Here’s a little science for my students. I am going a little bit crazy trying to get a binding assay to work using fluorescence polarization (FP). The basic idea is this: take a constant amount of a fluorescent molecule (aptamer, Apt), add something that changes its fluorescence polarization (ligand, L), and measure the FP. As ligand is added, fluorescence polarization should change.
We measure the initial FP, add ligand, measure the FP again and look at the change. The total FP should be the weighted average of the bound and unbound quantities. So, we can model the delta-FP as a binding curve. We know the total Apt and L. For a given Kd we can calculate predicted concentrations of all the species. Delta-FP is proportional to the concentration of bound aptamer in in the product.
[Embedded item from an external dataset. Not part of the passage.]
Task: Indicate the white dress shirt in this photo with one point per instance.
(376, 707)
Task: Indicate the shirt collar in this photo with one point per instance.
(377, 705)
That’s freshman chemistry and algebra.
We If we guess the equilibrium constant and guess the maximum FP, we can compare to the experimental results. After a lot of guess-and-check (called a nonlinear fit and done automatically with the Excel Solver Add-in) we get a binding curve (line) that sort-of matches the data (dots). It suggests a Kd of ~100 nM which is within an order of magnitude of the Kd of this aptamer as measured by dot-blot… but look at those error bars. That’s the standard deviation among 3 replicates. Not good.
Why are these error bars so big? Sample preparation or instrument? We pipetted 24 samples of our 20 nM aptamer across one row of wells on the 384-well plate. The same solution went into each well. Results were disappointingly inconsistent.
The well-to-well standard deviation is .02, which is as large as our maximum delta-FP signal. That’s not usable. The scan-to-scan repeatability is not as bad. The orange and blue data are repeated scans of the same row. Since the scan-to-scan repeatability is OK, we used delta-FP (before and after adding ligand) for the binding assay (rather than raw FP). The standard deviation of the delta-FP is .002. The change after adding ligand is as large as .015. So, maybe there’s something, but it’s still not good.
Why is it so bad and how can we fix it? We can go a higher on aptamer concentration. That will give better SNR and maybe overwhelm whatever the variable interference is from well-to-well. We can also take numerous data points for each well and average them. If the plate reader’s positional reproducibility is the problem, averaging should help.